史记辞典图片版

nyyb · 2025 年1 月 21 日 01:30

看了一下，跟这个是一个东西，就是把图片分辨率放大，我用过，对于不清晰的图片，效果不是很理想。可以看看这个，跟这个原理应该是一样的 https://bigjpg.com/

nyyb · 2025 年1 月 21 日 01:42

我用bigjpg与 SourceBook分别处理了一张图片，效果如下，可以看到 SourceBook略好一些，可能是因为 SourceBook的模型专门针对文字图片把，bigjpg侧重于非文字图片：
bigjpg:

SourceBook

都是放大四倍，
原图：

这是原文字：

以上供大家参考

aimdict · 2025 年1 月 21 日 01:44

对mdx格式来说，图片格式是在没有资源的情况下无可奈何的选择，文本格式才是王道，所以我们要感谢阿弥陀佛的制作，他制作的绝大部分词典是文本格式的。

nyyb · 2025 年1 月 21 日 01:46

是的，要是有文本版的就好了

HQYang · 2025 年1 月 21 日 02:36

请问第三步的小程序可以共享使用吗？

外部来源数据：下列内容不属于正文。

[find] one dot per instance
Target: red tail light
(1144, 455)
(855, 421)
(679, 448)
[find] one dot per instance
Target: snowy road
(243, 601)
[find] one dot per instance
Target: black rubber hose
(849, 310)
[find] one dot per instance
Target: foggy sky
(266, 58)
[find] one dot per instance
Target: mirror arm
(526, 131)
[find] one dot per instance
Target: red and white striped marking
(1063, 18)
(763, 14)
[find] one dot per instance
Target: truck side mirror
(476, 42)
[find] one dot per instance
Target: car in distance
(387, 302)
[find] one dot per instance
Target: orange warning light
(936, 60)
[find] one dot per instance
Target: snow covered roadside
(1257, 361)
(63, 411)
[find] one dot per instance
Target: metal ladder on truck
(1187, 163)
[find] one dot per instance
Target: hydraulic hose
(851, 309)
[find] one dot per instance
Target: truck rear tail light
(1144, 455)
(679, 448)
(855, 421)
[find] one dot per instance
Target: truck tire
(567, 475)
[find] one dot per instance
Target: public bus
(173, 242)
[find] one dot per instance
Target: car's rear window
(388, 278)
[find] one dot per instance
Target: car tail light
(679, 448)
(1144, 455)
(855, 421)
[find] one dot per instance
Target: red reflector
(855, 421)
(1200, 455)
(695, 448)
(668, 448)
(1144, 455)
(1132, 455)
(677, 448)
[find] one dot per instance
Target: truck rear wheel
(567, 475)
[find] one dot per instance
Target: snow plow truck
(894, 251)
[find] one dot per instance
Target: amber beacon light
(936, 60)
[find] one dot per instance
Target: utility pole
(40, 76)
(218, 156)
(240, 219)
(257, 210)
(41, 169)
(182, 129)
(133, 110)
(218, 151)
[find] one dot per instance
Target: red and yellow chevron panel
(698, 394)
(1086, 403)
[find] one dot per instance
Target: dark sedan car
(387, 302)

批量制作词头。

jcz777 · 2025 年1 月 21 日 02:38

度盘，有个DJVU格式，可能清晰些

nyyb · 2025 年1 月 21 日 02:45

这个也就几行代码，写的太简单了，简单到拿不出手。既然想要我就贴出来吧，献丑了：

使用前安装opencc，执行：

pip install opencc

import re

import opencc

converter = opencc.OpenCC('t2s.json')


def convert_mdx():
    with open(r'E:\dowload\史记辞典-index.txt', 'r', encoding='utf-8') as f:
        with open('E:\dowload\史记辞典.txt', 'w', encoding='utf-8') as fw:
            lines = f.readlines()
            mapping = dict()
            for line in lines:
                line = line.strip()
                if not line:
                    continue
                mt = re.search(r'(\d+)', line)
                if mt:
                    index = mt.start(1)
                    headword = line[:index].strip()
                    pic_num = mt.group(1)
                    mapping[pic_num] = headword
            for line in lines:
                line = line.strip()
                if not line:
                    continue
                mt = re.search(r'(\d+)', line)
                if mt:
                    index = mt.start(1)
                    headword = line[:index].strip()
                    pic_num = mt.group(1)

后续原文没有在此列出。